Unfortunately, it is difficult to know beforehand how large a network should be for a specific application. There are two other methods for improving generalization that are implemented in Neural Network Toolbox™ software: regularization and early stopping. The next sections describe these two techniques and the routines to implement them.

Note that if the number of parameters in the network is much smaller than the total number of points in the training set, then there is little or no chance of overfitting. If you can easily collect more data and increase the size of the training set, then there is no need to worry about the following techniques to prevent overfitting. The rest of this section only applies to those situations in which you want to make the most of a limited supply of data.

Typically each backpropagation training session starts with different initial weights and biases, and different divisions of data into training, validation, and test sets. These different conditions can lead to very different solutions for the same problem.

It is a good idea to train several networks to ensure that a network with good generalization is found.

Here a dataset is loaded and divided into two parts: 90% for designing networks and 10% for testing them all.

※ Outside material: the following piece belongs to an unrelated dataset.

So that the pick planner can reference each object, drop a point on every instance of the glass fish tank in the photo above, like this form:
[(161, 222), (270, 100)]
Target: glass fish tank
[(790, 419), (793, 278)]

[x,t] = house_dataset; Q = size(x,2); Q1 = floor(Q*0.90); Q2 = Q-Q1; ind = randperm(Q); ind1 = ind(1:Q1); ind2 = ind(Q1+(1:Q2)); x1 = x(:,ind1); t1 = t(:,ind1); x2 = x(:,ind2); t2 = t(:,ind2);

Next a network architecture is chosen and trained ten times on the first part of the dataset, with each network's mean square error on the second part of the dataset.

net = feedforwardnet(10); numNN = 10; NN = cell(1,numNN); perfs = zeros(1,numNN); for i=1:numNN disp(['Training ' num2str(i) '/' num2str(numNN)]) NN{i} = train(net,x1,t1); y2 = NN{i}(x2); perfs(i) = mse(net,t2,y2); end

Each network will be trained starting from different initial weights and biases, and with a different division of the first dataset into training, validation, and test sets. Note that the test sets are a good measure of generalization for each respective network, but not for all the networks, because data that is a test set for one network will likely be used for training or validation by other neural networks. This is why the original dataset was divided into two parts, to ensure that a completely independent test set is preserved.

The neural network with the lowest performance is the one that generalized best to the second part of the dataset.

Another simple way to improve generalization, especially when caused by noisy data or a small dataset, is to train multiple neural networks and average their outputs.

For instance, here 10 neural networks are trained on a small problem and their mean squared errors compared to the means squared error of their average.

First, the dataset is loaded and divided into a design and test set.

[x,t] = house_dataset; Q = size(x,2); Q1 = floor(Q*0.90); Q2 = Q-Q1; ind = randperm(Q); ind1 = ind(1:Q1); ind2 = ind(Q1+(1:Q2)); x1 = x(:,ind1); t1 = t(:,ind1); x2 = x(:,ind2); t2 = t(:,ind2);

Then, ten neural networks are trained.

net = feedforwardnet(10); numNN = 10; nets = cell(1,numNN); for i=1:numNN disp(['Training ' num2str(i) '/' num2str(numNN)]) nets{i} = train(net,x1,t1); end

Next, each network is tested on the second dataset with both individual performances and the performance for the average output calculated.

perfs = zeros(1,numNN); y2Total = 0; for i=1:numNN neti = nets{i}; y2 = neti(x2); perfs(i) = mse(neti,t2,y2); y2Total = y2Total + y2; end perfs y2AverageOutput = y2Total / numNN; perfAveragedOutputs = mse(nets{1},t2,y2AverageOutput)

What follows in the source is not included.